Pourquoi suis-je tellement incapable de cesser d’archiver mon quotidien, tous mes quotidiens ? Parler toujours de la même chose, encore et encore. Ce que je ne peux m’empêcher de considérer comme du génie et qui n’est peut-être que maladie.

Mon ex femme m’a dit quelque chose de juste cela dit, qu’il fallait séparer les choses, se garder un espace à soi, laisser respirer l’autre. Ne pas l’absorber.

Je suis tellement amoureux de ma nouvelle copine, et elle me manque tant. Pourquoi cette envie de construire à nouveau ? Est-ce l’âge ? Et n’ais-je pas toujours eu envie de construire. Oui, car j’ai toujours pensé pouvoir être fort pour deux, et cette fois-ci j’ai juste l’impression que nous pouvons être fort à deux, ce qui change beaucoup de choses.

Jessica est intelligente, talentueuse, il y a une force en elle qui fait plus que me séduire et me conquis entièrement. Séparer les choses, pourquoi séparer les choses ? Et pourquoi ne pas se battre pour ce en quoi l’on croit, jusqu’au bout, « comme ma mère ».

Maryse Lucas qui avait écrit sur sa porte : « Bienvenue à l’impasse de la lucidité, les monologues de la solitude », sur sa porte, au marqueur, juste avant de mourir, à 70 ans, comme elle l’avait toujours dit. La légende, ce que je veux qu’il reste d’elle, la force de son choix. Quel choix ? Pour quelle réaction au monde qui nous entoure ? « When the legend become facts, print the legend ». Ce que les vies racontent.

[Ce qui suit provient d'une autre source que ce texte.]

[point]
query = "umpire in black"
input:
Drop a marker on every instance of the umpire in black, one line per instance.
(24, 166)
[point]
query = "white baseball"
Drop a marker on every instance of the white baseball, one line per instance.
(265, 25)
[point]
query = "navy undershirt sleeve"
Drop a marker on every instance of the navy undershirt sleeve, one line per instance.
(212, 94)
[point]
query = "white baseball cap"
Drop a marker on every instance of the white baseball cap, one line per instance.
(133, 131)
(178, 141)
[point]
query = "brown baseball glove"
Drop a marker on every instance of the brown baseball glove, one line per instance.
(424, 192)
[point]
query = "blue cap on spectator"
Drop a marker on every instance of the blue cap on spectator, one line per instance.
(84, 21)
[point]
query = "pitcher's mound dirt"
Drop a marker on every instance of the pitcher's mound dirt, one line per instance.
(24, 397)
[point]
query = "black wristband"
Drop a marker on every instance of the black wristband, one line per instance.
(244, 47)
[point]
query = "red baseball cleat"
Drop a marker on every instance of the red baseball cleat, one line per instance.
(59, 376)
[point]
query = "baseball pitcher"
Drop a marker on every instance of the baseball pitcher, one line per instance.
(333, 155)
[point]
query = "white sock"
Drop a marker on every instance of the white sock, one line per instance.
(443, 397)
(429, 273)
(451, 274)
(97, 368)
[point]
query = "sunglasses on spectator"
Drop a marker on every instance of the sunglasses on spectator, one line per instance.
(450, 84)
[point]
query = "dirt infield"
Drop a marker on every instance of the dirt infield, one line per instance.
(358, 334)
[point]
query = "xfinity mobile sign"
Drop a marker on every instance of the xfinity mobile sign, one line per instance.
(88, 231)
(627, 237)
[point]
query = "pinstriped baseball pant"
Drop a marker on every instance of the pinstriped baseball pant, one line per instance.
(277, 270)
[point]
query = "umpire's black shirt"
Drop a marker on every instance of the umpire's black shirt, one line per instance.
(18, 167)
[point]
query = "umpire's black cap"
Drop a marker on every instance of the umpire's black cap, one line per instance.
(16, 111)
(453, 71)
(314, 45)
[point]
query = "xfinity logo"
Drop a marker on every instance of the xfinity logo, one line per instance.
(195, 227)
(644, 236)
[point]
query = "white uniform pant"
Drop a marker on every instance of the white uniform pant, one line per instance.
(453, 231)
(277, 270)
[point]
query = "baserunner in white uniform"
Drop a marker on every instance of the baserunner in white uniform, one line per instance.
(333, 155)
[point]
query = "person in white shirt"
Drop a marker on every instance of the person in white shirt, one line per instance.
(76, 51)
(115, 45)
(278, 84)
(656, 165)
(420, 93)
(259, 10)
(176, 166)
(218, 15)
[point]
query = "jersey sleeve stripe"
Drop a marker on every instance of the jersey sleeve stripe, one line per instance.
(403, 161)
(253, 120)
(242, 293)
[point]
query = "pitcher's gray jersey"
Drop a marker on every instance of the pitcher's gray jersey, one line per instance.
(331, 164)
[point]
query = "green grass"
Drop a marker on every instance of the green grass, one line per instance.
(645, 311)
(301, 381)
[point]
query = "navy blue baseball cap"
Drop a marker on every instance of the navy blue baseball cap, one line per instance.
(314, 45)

Ce que nous voulons qu’elles racontent. L’art = la vie. Combien de fois ais-je écrit cette petite équation dans mes carnets de jeune homme. Et là, tout de suite, l’idée d’une pièce de théâtre, un nouveau texte inspiré par « La dernière bande » de Beckett.

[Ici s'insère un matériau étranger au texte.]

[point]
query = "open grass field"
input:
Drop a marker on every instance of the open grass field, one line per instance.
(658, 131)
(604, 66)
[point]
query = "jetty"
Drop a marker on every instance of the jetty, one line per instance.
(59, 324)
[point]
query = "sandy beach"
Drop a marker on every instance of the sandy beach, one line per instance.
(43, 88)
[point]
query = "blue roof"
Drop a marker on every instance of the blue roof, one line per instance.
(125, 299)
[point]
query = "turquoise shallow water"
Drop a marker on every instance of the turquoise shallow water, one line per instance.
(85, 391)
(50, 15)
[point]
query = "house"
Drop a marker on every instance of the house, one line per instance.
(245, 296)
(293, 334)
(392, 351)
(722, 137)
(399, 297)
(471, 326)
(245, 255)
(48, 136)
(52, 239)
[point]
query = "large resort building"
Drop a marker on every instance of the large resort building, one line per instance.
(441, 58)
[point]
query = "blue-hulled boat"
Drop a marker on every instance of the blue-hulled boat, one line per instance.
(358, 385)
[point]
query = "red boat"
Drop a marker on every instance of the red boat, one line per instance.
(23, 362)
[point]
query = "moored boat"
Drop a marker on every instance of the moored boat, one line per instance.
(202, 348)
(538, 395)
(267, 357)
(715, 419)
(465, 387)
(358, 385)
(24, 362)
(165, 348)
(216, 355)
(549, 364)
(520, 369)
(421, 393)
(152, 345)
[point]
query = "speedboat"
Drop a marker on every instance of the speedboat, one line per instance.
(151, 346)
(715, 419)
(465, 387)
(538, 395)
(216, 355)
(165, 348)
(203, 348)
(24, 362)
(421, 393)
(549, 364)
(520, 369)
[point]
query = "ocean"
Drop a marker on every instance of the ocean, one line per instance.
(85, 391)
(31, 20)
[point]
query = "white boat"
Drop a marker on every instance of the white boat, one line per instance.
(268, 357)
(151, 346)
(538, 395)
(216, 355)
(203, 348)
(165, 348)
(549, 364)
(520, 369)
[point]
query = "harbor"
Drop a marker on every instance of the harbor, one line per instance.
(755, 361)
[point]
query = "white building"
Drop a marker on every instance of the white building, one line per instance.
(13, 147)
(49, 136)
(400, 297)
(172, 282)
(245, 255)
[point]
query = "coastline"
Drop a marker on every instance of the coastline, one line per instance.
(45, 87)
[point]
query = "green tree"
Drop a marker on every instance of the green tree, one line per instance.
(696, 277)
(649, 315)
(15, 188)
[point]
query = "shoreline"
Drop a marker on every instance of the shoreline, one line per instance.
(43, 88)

« Un homme est assis dans une pièce obscure, face au public, derrière un bureau. Une lumière pend du plafond. Il relit des textes qu’il a écrit plus jeune, une pile de papier. 3300 pages de souvenirs, d’archivage du quotidien. L’homme commente ces textes, revient sur ce qu’il a vécu. Cet homme c’est moi, mais c’est aussi mes amis, des acteurs, tout ceux qui, pour un instant, voudraient prendre ma place, lire mes textes, et les commenter comme si c’était eux qui les avaient écrit ».

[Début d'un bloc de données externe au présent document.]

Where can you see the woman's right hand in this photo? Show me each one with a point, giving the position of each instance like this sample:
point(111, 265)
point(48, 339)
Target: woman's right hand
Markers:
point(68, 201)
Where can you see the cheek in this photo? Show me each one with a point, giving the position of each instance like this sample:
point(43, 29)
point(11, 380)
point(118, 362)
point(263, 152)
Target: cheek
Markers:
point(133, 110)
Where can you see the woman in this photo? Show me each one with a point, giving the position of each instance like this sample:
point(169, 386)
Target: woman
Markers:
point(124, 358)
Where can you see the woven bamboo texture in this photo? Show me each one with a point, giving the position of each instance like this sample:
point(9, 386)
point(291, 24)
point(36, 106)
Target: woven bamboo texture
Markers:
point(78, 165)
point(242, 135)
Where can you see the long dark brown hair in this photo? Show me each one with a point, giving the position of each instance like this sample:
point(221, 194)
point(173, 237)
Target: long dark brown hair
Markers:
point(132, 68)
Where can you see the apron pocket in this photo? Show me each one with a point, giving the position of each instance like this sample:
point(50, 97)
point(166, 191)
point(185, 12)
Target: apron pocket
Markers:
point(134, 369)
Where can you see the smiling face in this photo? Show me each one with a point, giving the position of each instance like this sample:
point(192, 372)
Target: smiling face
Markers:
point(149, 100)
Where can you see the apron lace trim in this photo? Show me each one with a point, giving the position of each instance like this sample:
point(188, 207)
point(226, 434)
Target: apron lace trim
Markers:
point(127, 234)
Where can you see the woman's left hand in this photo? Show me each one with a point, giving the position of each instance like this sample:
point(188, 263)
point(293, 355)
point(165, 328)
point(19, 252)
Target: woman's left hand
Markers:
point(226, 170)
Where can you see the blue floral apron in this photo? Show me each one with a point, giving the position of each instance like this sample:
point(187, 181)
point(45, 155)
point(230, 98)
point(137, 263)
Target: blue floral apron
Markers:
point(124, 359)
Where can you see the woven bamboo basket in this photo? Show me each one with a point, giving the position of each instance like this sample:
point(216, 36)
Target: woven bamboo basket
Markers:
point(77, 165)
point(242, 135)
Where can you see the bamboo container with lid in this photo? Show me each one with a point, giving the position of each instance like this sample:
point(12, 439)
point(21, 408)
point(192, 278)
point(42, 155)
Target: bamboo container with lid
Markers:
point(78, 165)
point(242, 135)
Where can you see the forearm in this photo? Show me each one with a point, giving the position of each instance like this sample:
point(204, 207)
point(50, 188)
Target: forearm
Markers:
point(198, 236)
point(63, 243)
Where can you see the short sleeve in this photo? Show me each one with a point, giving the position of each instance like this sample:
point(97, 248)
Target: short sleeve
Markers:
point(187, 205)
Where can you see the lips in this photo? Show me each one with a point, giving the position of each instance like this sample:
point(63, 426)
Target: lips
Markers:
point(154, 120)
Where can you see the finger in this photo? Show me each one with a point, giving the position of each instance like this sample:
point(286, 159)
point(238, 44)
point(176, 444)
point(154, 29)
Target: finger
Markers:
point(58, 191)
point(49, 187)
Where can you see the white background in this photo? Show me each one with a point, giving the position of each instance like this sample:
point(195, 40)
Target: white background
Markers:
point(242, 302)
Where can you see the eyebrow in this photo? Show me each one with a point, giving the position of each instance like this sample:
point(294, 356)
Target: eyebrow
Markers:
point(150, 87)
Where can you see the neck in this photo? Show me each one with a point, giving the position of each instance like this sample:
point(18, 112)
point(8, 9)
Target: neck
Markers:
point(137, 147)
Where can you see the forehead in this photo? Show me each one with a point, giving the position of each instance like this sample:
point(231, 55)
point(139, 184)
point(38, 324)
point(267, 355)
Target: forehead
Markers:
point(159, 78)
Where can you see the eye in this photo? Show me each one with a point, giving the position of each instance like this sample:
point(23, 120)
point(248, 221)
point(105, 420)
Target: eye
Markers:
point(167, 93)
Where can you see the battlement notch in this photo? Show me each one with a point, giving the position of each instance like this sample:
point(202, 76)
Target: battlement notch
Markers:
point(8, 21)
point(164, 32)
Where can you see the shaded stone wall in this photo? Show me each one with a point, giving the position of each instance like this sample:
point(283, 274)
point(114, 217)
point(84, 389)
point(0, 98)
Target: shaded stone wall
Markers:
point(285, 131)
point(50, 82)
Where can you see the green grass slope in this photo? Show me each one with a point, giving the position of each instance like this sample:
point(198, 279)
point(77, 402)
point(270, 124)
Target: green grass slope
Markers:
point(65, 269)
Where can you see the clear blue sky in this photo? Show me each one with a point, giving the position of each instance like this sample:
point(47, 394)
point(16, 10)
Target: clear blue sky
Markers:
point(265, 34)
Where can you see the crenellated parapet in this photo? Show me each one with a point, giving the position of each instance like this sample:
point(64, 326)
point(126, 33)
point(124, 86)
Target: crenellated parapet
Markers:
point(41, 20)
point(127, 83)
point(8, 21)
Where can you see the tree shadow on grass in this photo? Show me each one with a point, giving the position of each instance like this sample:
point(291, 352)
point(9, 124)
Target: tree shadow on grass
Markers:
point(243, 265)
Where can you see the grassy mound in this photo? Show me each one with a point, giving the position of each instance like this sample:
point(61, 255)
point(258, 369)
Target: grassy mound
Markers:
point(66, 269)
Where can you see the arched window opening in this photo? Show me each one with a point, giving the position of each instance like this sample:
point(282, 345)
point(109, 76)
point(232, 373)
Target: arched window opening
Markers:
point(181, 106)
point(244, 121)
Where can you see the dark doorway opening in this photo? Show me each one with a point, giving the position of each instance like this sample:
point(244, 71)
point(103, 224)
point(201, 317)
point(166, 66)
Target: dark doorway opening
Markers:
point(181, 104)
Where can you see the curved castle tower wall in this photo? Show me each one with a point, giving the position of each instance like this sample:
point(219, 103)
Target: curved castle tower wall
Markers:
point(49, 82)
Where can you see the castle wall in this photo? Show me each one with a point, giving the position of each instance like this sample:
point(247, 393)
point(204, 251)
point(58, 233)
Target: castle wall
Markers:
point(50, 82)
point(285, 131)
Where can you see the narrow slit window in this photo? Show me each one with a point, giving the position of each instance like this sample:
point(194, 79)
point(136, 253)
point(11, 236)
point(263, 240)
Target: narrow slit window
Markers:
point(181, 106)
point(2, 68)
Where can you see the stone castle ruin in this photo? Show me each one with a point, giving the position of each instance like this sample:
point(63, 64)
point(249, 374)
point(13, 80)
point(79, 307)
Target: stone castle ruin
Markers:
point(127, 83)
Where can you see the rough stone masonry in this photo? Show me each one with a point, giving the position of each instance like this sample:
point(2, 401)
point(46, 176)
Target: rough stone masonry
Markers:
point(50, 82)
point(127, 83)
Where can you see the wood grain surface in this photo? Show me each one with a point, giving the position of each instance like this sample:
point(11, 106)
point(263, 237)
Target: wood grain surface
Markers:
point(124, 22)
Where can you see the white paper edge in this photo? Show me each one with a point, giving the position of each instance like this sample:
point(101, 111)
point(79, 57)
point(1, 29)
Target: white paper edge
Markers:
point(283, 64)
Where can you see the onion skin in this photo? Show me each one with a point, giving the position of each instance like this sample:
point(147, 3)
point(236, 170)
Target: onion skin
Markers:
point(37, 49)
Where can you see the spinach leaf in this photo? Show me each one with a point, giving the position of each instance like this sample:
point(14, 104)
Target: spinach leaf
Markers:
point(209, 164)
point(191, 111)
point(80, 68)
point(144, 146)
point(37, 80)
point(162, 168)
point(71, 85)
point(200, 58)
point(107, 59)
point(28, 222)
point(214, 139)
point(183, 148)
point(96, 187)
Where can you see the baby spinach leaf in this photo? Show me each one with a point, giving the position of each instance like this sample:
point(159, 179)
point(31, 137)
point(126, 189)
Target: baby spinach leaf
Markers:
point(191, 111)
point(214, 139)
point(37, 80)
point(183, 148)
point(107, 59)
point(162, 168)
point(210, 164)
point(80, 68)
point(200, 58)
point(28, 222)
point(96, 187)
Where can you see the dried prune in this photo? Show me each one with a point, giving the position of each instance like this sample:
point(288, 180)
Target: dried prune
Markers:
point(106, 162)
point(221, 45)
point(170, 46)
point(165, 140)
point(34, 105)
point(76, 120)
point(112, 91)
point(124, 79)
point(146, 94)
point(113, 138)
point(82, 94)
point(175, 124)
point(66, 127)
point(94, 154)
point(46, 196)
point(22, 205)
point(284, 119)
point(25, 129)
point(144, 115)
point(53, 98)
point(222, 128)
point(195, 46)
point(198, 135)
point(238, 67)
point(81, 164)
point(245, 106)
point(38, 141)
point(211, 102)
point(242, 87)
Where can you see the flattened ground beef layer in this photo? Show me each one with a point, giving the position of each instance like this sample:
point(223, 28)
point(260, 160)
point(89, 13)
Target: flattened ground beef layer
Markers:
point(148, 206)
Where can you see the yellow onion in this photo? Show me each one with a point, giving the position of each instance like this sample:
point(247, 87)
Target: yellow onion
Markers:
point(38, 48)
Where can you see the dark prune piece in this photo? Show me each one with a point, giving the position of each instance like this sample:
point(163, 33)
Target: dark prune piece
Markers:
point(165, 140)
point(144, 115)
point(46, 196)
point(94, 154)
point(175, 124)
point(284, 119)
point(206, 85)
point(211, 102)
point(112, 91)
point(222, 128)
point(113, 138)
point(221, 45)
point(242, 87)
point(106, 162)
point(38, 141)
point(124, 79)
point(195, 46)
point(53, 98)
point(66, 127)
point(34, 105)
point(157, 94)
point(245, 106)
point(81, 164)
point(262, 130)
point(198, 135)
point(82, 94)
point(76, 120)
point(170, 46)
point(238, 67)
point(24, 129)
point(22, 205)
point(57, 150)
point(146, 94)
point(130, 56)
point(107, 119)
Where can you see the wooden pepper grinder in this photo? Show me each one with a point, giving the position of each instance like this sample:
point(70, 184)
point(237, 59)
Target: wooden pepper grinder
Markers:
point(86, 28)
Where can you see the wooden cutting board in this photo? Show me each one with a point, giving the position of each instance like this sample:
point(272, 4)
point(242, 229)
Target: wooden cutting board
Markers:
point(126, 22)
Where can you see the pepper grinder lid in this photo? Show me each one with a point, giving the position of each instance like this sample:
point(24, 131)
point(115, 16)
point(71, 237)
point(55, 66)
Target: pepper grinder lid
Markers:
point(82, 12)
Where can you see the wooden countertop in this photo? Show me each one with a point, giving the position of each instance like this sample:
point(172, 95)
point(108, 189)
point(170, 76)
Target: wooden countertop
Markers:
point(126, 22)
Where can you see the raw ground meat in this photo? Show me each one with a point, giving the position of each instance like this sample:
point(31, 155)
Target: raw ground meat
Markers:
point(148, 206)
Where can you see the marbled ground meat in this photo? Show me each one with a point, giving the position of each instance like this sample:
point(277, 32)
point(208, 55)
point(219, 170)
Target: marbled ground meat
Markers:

Le serveur passe à côté de moi, me débarrasse : « Thank you sir ». Il voudrait que je parte, je me sent obligé de commander un café, l’un de ses horribles cafés américains. Pourquoi aimais-je tant cet endroit, pourtant parfaitement inhospitalier ? La pluie qui continue de tomber. L’agitation, le service du midi. « Le manuscrit trouvé à Saragosse » de Potocki et le magazine « Interview » dans le sac de coursier que l’on m’a prêté et sur lequel d’autres serveurs butent… Ma pompe à vélo et ma chambre à air. Mon ordinateur posé sur la table. Ma copine au téléphone qui me dit qu’elle a cassé son disque dur, perdu toutes ses informations. Quelques années de vie, de mémoire externe. Je pense à internet, à tous ces réseaux qui nous lient, à ce qui lie tous les hommes, à la révolution des moyens de communication, à la façon dont tous ces nouveaux objets ont des durées de vie qui ne dépassent généralement pas les deux ans, ne sont plus réparés, coûtent une fortune.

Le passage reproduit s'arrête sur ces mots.